ETL Design Pattern : E-LT-L
I was ramping up C# to create BI Framework and I hit upon the term “Design Patterns”. I decided to go through few patterns only, as I did not have patience to complete the book, also I assumed I don’t need it. Finally at the end of day, I was able to implement a couple of patterns in my BI Framework application. During this time, I wondered whether there are any pre-defined design patterns in Data Warehouses, ETL, Cubes, and Universes. My quest begins … In this blog, I will focus on ETL alone.
I started looking back at my projects to analyze if I had used any design patterns or whether I hit upon the recurring problems that could have been solved with alternate designs. What I found was quite interesting. I have been using best practices defined for each component all along. Then why were we slogging all the time. What were the problems we were facing every day? Now the right time! I decided to plunge deep in each component to find out exactly what I could have done differently during design which could have made my life easier. And that is where I came up with an ETL design pattern E-LT-L.
Before I explain what this E-LT-L means, let’s look at ETL first. ETL stands for Extraction, Transformation and Loading. In ETL we extract data from multiple data sources and transform the incoming data in a format compatible with data warehouse structure, followed by loading into data marts. Usually companies use some commercial tools like SSIS, BO Data Integrator Designer, etc… The developers then make full use of these tools and they end up using most of the functionality provided in these tools. And to an extent, this looks right too, as the companies have made an investment for this purpose.
Finally when companies, evaluate their ROI, the results are amazing. By following industry standards and using commercial ETL tools, training their development teams, the results do not look good. A new set of problems like performance problems, steep learning curves, fixing the parts that are not broken, buying additional hardware, etc. have come up. From ETL perspective, even though, most companies have a designated job server, they do not get a good performance. After a while in production, when there data marts grow in size or the size of incoming data increases, the performance of ETL job takes a hit. To resolve these issues, many things are done like increasing configuration of job server, make changes in database structure, use bulk loading options (favorite choice for techies), split the jobs, pushing few things like summarization over to weekends, etc.. This results in making the system more complex than it should be which has a direct hit on overall IT cost.
So exactly what went wrong?
This is where a new pattern E-LT-L comes into existence. Most of the recurring problems can be resolved using this design pattern.
E-LT-L stands for Extraction, Loading and Transformation, and Loading. This basically suggests that, once the data is extracted, instead of applying transformations (T) in the staging area, load this data into data mart; and then apply transformations there (LT). Since, incoming (raw) data is in data mart already, it would make more sense to use database objects (stored procedures) for transformations instead of row-based transformations available in ETL tools.

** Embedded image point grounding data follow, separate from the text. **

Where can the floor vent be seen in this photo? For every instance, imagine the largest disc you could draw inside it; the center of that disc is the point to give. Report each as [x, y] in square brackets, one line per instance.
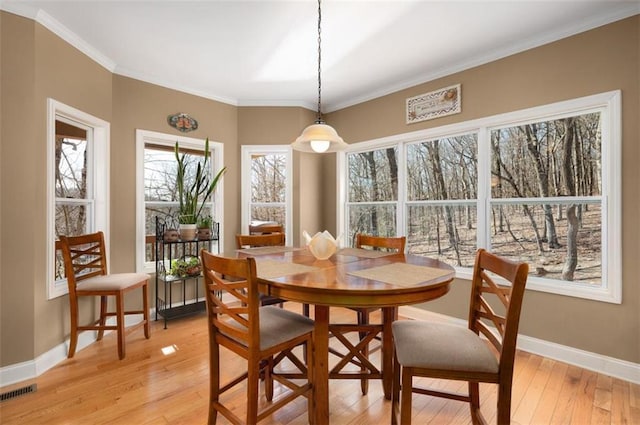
[18, 392]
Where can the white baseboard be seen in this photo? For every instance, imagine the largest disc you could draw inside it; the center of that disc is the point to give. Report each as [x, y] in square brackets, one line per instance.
[610, 366]
[33, 368]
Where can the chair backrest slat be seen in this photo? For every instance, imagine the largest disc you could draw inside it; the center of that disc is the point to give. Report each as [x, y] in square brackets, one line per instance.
[232, 298]
[84, 257]
[379, 242]
[483, 310]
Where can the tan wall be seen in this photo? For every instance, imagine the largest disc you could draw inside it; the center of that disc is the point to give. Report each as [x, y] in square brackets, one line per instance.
[597, 61]
[281, 126]
[17, 188]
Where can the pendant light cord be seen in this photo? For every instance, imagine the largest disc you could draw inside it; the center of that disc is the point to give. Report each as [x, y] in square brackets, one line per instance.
[319, 117]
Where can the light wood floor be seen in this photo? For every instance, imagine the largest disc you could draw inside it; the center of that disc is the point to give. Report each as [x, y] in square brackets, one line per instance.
[149, 387]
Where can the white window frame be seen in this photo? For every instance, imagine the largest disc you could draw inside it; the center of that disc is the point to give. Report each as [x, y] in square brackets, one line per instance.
[246, 152]
[609, 104]
[142, 138]
[98, 167]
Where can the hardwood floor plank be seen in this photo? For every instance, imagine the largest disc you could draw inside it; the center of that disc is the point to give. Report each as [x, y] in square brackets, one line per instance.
[149, 387]
[528, 402]
[585, 394]
[547, 404]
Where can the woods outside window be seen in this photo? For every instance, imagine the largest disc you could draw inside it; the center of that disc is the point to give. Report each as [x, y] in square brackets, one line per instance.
[540, 185]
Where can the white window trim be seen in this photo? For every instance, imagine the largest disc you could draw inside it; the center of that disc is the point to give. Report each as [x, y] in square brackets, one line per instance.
[146, 136]
[246, 152]
[611, 289]
[100, 146]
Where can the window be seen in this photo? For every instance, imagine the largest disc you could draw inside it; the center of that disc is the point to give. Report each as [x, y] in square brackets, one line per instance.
[77, 176]
[540, 185]
[156, 192]
[373, 192]
[266, 185]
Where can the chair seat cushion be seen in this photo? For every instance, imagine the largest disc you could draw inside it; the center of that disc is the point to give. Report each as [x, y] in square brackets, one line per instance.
[442, 346]
[111, 282]
[278, 325]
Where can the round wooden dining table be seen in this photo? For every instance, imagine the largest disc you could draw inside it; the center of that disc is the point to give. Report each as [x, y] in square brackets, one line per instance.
[353, 278]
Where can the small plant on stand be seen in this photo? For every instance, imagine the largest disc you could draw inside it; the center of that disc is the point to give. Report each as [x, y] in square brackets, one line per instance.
[204, 227]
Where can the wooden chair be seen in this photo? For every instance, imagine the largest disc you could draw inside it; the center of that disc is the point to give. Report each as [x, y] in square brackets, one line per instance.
[445, 351]
[265, 228]
[262, 335]
[393, 244]
[85, 265]
[255, 241]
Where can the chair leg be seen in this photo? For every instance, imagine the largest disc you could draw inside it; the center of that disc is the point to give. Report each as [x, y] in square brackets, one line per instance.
[504, 404]
[363, 319]
[145, 313]
[73, 334]
[120, 324]
[253, 382]
[103, 316]
[395, 392]
[474, 403]
[311, 399]
[214, 382]
[268, 379]
[405, 399]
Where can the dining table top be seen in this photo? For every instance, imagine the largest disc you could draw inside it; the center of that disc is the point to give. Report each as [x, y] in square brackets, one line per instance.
[355, 278]
[350, 278]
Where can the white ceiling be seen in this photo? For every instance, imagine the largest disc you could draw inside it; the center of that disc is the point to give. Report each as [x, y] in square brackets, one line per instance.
[265, 52]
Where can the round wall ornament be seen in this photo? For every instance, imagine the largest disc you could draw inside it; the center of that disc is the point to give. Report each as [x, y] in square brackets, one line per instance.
[182, 122]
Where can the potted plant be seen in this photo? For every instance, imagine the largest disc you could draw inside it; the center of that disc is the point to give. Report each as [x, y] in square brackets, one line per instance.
[193, 195]
[204, 227]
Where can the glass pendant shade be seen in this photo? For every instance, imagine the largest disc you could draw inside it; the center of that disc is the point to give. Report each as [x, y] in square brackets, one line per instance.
[319, 138]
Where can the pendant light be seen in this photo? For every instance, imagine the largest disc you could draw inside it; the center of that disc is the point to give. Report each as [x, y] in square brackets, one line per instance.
[319, 137]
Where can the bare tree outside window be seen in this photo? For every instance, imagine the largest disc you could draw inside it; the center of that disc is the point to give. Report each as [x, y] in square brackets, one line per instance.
[373, 192]
[73, 200]
[554, 167]
[160, 193]
[442, 181]
[268, 187]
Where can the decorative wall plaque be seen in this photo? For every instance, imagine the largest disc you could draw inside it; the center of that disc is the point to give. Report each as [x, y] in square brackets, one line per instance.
[434, 104]
[182, 122]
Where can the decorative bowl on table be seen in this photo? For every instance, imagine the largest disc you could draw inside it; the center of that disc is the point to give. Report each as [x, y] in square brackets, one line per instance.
[322, 245]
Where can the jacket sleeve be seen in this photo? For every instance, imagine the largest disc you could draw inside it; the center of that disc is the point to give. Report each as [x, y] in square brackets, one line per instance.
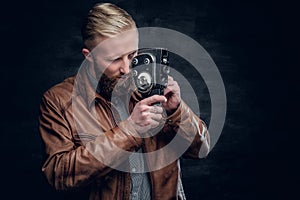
[69, 166]
[192, 130]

Using database based transformations would resolve most of the problems.
Effectively, this pattern calls for BULK loading and transformations at correct place without moving huge amount of data around.
This may sound strange and many people would agree to debate. To prove the point, I would present few scenarios and let you decide what is good for your implementation.
Scenario 1: Let’s assume you have 1 million incoming records that need to do look up for say customers. No matter what tool you use and how much you configure it, it has to run some sql against customer master, which is typically huge in may DW installations, to get the customer code. This will become a bottleneck as the sql would be executed multiple times. Also to add to the woes, the “customer code” column value has to travel from database server to job server and is stored in the placeholder (variable) in incoming row. Instead if you code the lookup transformations, in stored procedure, with one sql you can update all the rows by simply joining the staging table with customer master table. By all counts, the performance of this sql cannot be beaten.
Scenario 2: We have incoming product master for a large retail chain. We need to implement slowly changing dimension type 2 here (insert new records and update existing records if already present. Any ETL tool would implement this transformation row by row and it can get painfully slow. This transform can be easily developed in stored procedure using MERGE sql statement. For more experienced developers this can be made meta data driven.
To summarize, the transformations done using stored procedures help as follows:
- It does not move data between database servers and job servers. We get a good boost in performance.
- The data is processed in bulk.
- Database engine (Oracle,SQL Server) is designed to do this job in the most efficient manner than any third party ETL tool can do.
- It is always easy to fix/debug the stored procedure than some transform in ETL tool.
- Small learning curve for developers to ramp up on the ETL tools.
- Deployment of ETL packages (which is surely a problem in ETL tools). It takes a lot of effort.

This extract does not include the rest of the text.